Treatment includes surgery, chemotherapy and radiation.

Survival from this type of malignant tumor in past decades reached only 50 percent. But new international research headed by doctors from Haifa’s Rambam Medical Center has shown that in the past decade, the mortality rate from oral cancer has declined by 12% – from 31% to 19% – even though more patients were treated at an advanced stage and a later age than before. For example, during the past 10 years, 14% of those treated were over 70, compared to only 10% a decade before. Over half had advanced tumors in the past decade, compared to 45% 10 years before that.

Prof. Ziv Gil, head of the ear-noseand- throat (ENT) department at Rambam, and his department colleague Dr.
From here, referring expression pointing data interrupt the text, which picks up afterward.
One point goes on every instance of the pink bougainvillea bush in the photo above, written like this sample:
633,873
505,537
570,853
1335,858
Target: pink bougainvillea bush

Moran Amit, worked with leading oncology departments in Italy, Australia, Brazil, Germany, India, the US and Taiwan. Their article will be published in the prestigious journal Cancer.

Responsible for the lower death rates, the researchers concluded, was that clinicians have taken a multidisciplinary approach to oral cancer that includes choice of the treatment best suited to the patient, dealing with complications during or after surgery and using procedures for rehabilitation of function after treatment. Such an approach is uniquely possible, said Gil, in public university medical centers were teams from a variety of specialties are available. They are thus much more successful in fighting the cancer than a single oncologist or ENT specialist. Gil concluded that followup of the patient is required for years after initial treatment, preferably by the same team that originally treated him.

BREAST CANCER PROTECTION

A new analysis has found that breastfeeding for more than six months may safeguard nonsmoking mothers against breast cancer – but does not offer the same protection to mothers who smoked. Published in the online edition of the Journal of Clinical Nursing, the findings add to the list of benefits of breastfeeding for women and their babies.

To examine the relationship between breast cancer and certain aspects of pregnancy and breastfeeding, Dr. Emilio González- Jiménez of Spain’s University of Granada in Spain and his colleagues analyzed the medical records of 504 female patients who were 19 to 91 years of age and who had been diagnosed and treated for breast cancer from 2004 to 2009 at the San Cecilio University Hospital in Granada. The team looked at factors including age of diagnosis, how long the women breastfed, family history of cancer, obesity, alcohol consumption and smoking habits.

Their analysis revealed that women who underwent childbirth and breastfed were diagnosed with breast cancer at a later age, regardless of the patients’ family history of cancer. Nonsmokers who breastfed for periods of longer than six months tended to be diagnosed with breast cancer much later in life – an average of 10 years later than nonsmokers who breastfed for a shorter period. In contrast, female smokers were diagnosed with breast cancer at a younger age and obtained no significant benefit from a longer period of breastfeeding.

“The results suggest that for nonsmokers, breastfeeding for more than six months not only provides children with numerous health benefits, but it also may protect mothers from breast cancer,” said González-Jiménez.